ハイエンドやミッドレンジも好調なスマートフォン

 3事業の中で好調な伸びを示しているコンシューマービジネス事業。その現状と今後の展開については、同事業部のチーフマーケティングオフィサー グローリー・チャン(Glory Zhang)氏が説明を行った。まずスマートフォンは前述したように2014年末時点で世界シェア3位。これに対し家庭用のルーターなど「ホーム・コネクテッド・デバイス」は1位、そしてモバイルルーターなどのモバイルブロードバンドデバイスもシェア1位と、この分野ではすでに世界トップの座に位置しているのだ。
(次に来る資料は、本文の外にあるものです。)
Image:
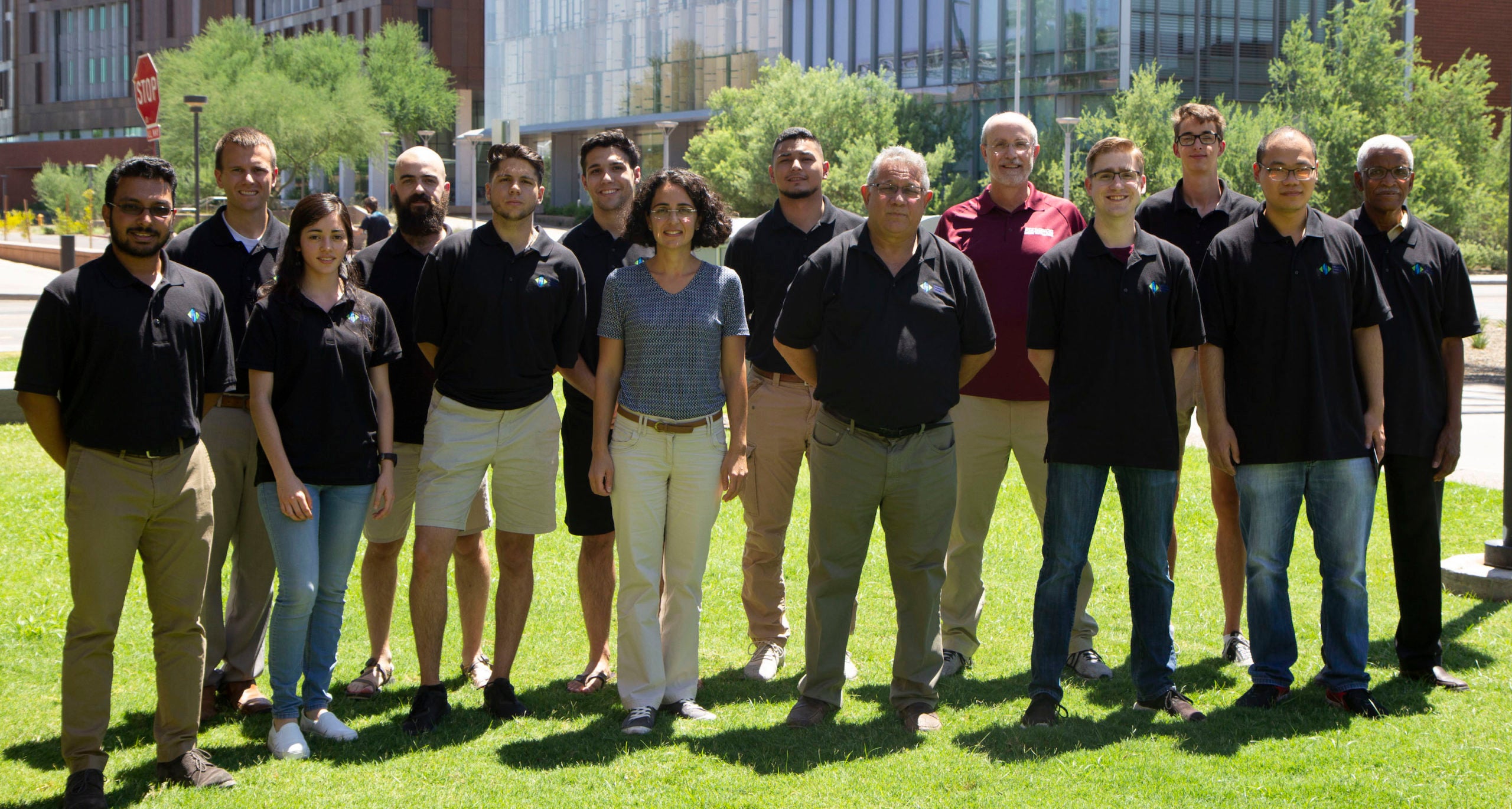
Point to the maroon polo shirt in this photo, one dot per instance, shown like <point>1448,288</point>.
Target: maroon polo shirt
<point>1005,246</point>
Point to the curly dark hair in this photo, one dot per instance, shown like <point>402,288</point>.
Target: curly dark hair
<point>714,218</point>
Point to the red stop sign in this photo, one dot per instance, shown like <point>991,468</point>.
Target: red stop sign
<point>144,85</point>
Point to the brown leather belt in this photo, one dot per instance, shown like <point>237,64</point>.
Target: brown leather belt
<point>779,377</point>
<point>662,427</point>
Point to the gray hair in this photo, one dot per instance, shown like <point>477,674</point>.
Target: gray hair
<point>1015,117</point>
<point>1383,142</point>
<point>903,155</point>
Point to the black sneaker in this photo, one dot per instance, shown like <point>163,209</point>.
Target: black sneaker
<point>1358,702</point>
<point>1044,711</point>
<point>85,790</point>
<point>1174,704</point>
<point>427,711</point>
<point>1263,696</point>
<point>501,700</point>
<point>194,769</point>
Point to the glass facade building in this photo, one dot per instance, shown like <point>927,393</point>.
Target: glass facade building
<point>568,68</point>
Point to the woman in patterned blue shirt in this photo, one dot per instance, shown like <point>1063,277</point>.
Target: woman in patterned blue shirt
<point>672,356</point>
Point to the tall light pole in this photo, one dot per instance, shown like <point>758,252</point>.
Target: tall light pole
<point>195,106</point>
<point>1068,125</point>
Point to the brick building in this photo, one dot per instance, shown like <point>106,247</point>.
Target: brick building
<point>66,66</point>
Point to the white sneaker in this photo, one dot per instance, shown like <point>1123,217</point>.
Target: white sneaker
<point>288,743</point>
<point>765,661</point>
<point>1089,666</point>
<point>954,664</point>
<point>1236,649</point>
<point>327,728</point>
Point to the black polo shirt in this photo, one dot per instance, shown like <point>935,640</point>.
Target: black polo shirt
<point>1112,325</point>
<point>1428,288</point>
<point>1284,317</point>
<point>765,255</point>
<point>503,321</point>
<point>390,270</point>
<point>599,255</point>
<point>322,398</point>
<point>888,345</point>
<point>129,363</point>
<point>1166,215</point>
<point>211,249</point>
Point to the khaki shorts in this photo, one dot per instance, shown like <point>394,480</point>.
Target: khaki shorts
<point>463,442</point>
<point>1189,400</point>
<point>397,524</point>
日本でもいくつかの製品が販売されており、同社製品を見かける機会は増えている。

photo コンシューマービジネス部門のグローリー・チャン氏
photo スマートフォンは3位、ホームコネクテッドデバイスとモバイルブロードバンドデバイスは1位

 またスマートフォンの展開も、数年前まではどちらかといえばお手ごろ感のあるミッドレンジやエントリーレベルの端末を得意としてきた。だがここ数年はハイエンドモデルも積極的に投入し、2014年は7月に「Ascend P7」、9月に「Ascend Mate7」を発表。どちらも本体の質感を強化し、スペックを高めた同社フラッグシップモデルの2大巨頭と呼べる製品だ。この2モデルはそれぞれグローバルで600万台以上、400万台以上と合計1000万台以上が出荷されるヒットモデルとなった。また中国などで発売したミッドレンジの「Honor 6」も400万台を出荷するなど、同社のスマートフォンラインアップの中におけるハイエンドとミッドレンジモデルの割合は全体の34%に達している。これは一昨年比で707%もの大幅増だ。

photo ハイエンドやミッドレンジ製品が大きく伸びている

 この「Honor 6」や、日本でも先日発売が始まった「Honor6 Plus」などは2013年から同社が販売を始めた新たなブランド「Honor」シリーズに属するモデルだ。Honorシリーズは当初中国のオンラインストア「V MALL」向けの低価格モデルとして登場したが、現在はエントリーモデルからハイエンドまで多数の製品をそろるブランドになった。またアジア各国へも販路を広げており、実店舗での販売も始めている。Honorはメーカーが直接消費者に製品を販売し、またソーシャルサービスを利用した新たなマーケティングを展開した結果、購入者の多くが若い世代になっているという。